Despite these warnings, I read Sandburg and felt no guilt at all. How wonderful it was! This is comfy-slipper Lincoln, macaroni-and-cheese Lincoln, complete with the lovely smell of musty pages in well-made and cared for books.
I know the real man suspended habeus corpus and was a master political manipulator (“if I could free none of the slaves and preserve the union”...), but not that night. I confess there are times when I read about Jackson as well, ignoring Andrew Jackson the genocidal Indian killer, and opt for Jackson the adventuring frontiersman.

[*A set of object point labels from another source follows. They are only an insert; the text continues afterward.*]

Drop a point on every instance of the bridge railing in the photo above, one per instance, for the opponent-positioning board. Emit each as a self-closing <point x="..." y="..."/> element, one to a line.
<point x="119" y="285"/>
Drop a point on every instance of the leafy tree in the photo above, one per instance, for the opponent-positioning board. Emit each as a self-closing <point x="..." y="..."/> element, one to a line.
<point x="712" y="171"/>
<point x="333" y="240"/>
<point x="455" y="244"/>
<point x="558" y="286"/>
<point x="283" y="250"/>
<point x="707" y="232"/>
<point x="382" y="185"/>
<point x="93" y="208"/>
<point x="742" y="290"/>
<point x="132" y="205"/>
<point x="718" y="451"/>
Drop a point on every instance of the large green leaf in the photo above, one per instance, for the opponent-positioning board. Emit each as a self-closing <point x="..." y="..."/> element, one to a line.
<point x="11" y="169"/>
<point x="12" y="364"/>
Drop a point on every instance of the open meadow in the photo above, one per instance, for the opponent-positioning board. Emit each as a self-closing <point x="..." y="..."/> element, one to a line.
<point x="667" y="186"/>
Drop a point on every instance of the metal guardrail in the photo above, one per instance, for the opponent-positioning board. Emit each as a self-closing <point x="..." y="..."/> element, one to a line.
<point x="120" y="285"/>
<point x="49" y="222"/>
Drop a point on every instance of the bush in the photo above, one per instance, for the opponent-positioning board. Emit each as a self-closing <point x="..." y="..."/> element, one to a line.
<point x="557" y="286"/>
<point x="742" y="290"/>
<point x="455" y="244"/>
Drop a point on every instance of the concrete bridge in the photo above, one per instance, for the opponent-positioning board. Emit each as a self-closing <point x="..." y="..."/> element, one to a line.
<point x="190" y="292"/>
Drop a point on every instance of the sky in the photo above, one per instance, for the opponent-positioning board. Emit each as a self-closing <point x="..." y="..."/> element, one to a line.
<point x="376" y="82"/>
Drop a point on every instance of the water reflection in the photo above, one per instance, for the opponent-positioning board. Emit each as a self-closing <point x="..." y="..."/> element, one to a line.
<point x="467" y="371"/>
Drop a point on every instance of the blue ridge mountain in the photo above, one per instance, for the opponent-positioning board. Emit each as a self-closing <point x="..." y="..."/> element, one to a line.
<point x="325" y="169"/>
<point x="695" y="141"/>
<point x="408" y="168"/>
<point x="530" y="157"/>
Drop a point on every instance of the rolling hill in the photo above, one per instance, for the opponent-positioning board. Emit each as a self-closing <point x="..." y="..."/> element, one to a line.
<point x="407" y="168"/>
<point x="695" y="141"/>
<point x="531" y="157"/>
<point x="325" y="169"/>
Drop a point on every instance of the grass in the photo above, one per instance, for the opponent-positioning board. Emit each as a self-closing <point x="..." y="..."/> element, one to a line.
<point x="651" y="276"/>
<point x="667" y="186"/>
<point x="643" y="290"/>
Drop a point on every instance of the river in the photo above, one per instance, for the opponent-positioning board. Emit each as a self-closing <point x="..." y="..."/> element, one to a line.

It is crucial to know the truth, but more and more I believe it is just as important that we agree on our fictions, because when we agree upon our fictions we have a tendency to achieve, because it is, literally, a form of communication and communion.
How are we doing otherwise? In the age of extreme public cynicism (everything post Watergate, let’s say) America has become more polarized than ever. The wiser and more cynical we get, the more polarized we become. We are pretty dysfunctional now. So to avoid finally just punching each other out in the parking lot over who we're going to vote for, maybe we need to turn to fundamental untruths and remind ourselves of that which binds us. Honest Abe and the rail splitter, perhaps, is more important in the long run than Abe the political prevaricator.
There are things that wed us to one another immediately, whether they're rational or not: how about the Statue of Liberty or the boy with the straw hat on the raft going down the Mississippi? How about Boo and Scout and Jem? How about the decency of the guitar-playing boy from Tupelo? Certainly we all harken to the tall man in the saddle or the marines storming up the beaches of France, MLK at the steps of the Lincoln Memorial, the family of Okies in the overloaded truck about to tip over, and certainly, always, Fern, who saves the runt pig and names him Wilbur.
We flew to the moon on such fictions, built a railroad, and created a Civil Rights Act.
We need to communicate, bridge divides and fix wounds -- and as a binding agent truth and cynicism don’t cut it.
Only fiction, it turns out, will do.
Only fiction, it turns out, will do.